Methods: Fifty SD rats were randomly divided into 5 groups (n=10 per group): a sham group (control group) and 4 experimental group (ischemia for 2 h). The 4 experimental groups were set as a model 1 d group, a USW 1 d group, a model 3 d group and a USW 3 d group, respectively. Five rats were randomly selected for 2,3,5-triphenyltetrazoliumchloride (TTC) staining in each experimental group, and the remaining 5 rats were subjected to Western blotting and real-time PCR. The percentage of cerebral infarction volume and the relative expression level of CoQ10 and C1GALT1C1 in the brain were examined and compared.
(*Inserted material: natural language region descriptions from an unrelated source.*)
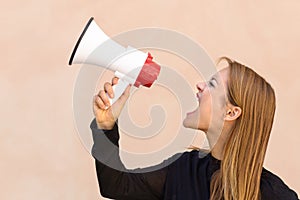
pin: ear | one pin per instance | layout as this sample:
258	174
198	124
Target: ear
233	112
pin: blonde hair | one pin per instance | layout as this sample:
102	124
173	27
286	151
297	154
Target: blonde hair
239	175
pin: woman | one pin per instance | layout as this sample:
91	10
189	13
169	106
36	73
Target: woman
234	167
Results: The infarct volume percentage after TTC staining was zero in the sham group. With the progress of disease and USW therapy, the infarct volume percentage was decreased in the experimental groups (all P<0.05); Western blotting and real-time PCR showed that the relative expression level of CoQ10 in the sham group was the highest, while in the experimental groups, the content of CoQ10 showed a upward trend with the extension of disease and USW therapy, with significant difference (all P<0.05). The relative expression level of C1GALT1C1 in the sham group was the lowest, but in the experimental groups, they showed a downward trend with the extension of disease and USW therapy, with significant difference (all P<0.05).
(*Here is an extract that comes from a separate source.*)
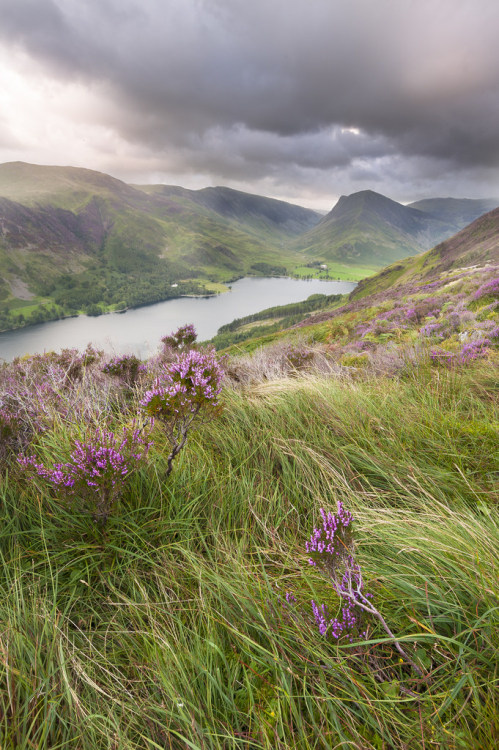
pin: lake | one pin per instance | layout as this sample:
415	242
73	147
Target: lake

Conclusions: Non-caloric USW therapy may upregulate the expression of CoQ10 to suppress the expression of C1GALT1C1 in rats, leading to alleviating cerebral ischemic reperfusion injury.
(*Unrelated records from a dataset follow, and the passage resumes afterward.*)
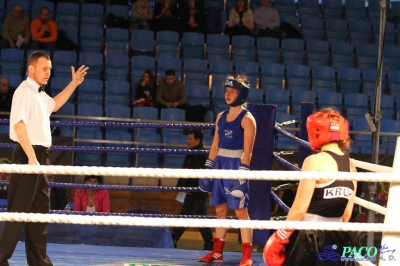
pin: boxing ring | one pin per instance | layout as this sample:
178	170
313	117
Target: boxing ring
260	182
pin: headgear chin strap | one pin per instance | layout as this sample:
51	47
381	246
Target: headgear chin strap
326	127
243	91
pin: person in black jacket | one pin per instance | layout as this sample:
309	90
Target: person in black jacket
195	202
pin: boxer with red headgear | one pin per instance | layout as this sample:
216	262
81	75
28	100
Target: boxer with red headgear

目的: 探讨脑缺血再灌注损伤大鼠在不同时间点予以无热量超短波(ultrashort wave,USW)治疗后脑内辅酶Q10(coenzyme Q10,CoQ10)、β1,3-半乳糖基转移酶-特异性伴侣1(β1,3-galactosyl transferase specific chaperone 1,C1GALT1C1)表达水平的变化趋势及其对缺血性脑损伤的保护机制。方法: 50只Sprague-Dawley大鼠随机分为5组,每组10只。1组是作为对照的假手术组,线栓插入深度为1 cm;其余4组为实验组(分别为模型1 d组、USW1 d组、模型3 d组、USW3 d组),线栓插入深度为18 mm,2 h后予以再灌注。4个实验组中,每组随机选取5只大鼠行盐酸2,3,5-三苯基四氮(2,3,5-triphenyltetrazoliumchloride,TTC)染色,其余5只大鼠行蛋白质印迹法和real-time PCR检测,观察比较各组大鼠脑梗死体积百分比值和缺血侧大脑中CoQ10和C1GALT1C1的相对表达量。结果: TTC染色后所得脑梗死体积百分比值中,假手术组未见脑梗死,比值为0;实验组随着病程延长和USW治疗呈下降趋势,差异均有统计学意义(均P<0.05)。蛋白质印迹法和real-time PCR检测显示:假手术组CoQ10相对表达量最高,但实验组CoQ10相对表达量随着病程延长和USW治疗呈上升趋势,差异均有统计学意义(均P<0.05);假手术组C1GALT1C1的相对表达量最低,但实验组C1GALT1C1的相对表达量随着病程延长和USW治疗呈下降趋势,差异均有统计学意义(均P<0.05)。结论: 无热量USW治疗脑缺血再灌注损伤大鼠,可能通过上调CoQ10表达及下调C1GALT1C1表达而发挥保护作用。.
Keywords: cerebral ischemia reperfusion injury; coenzyme Q10; ultrashort wave; β 1,3-galactosyl transferase specific chaperone 1.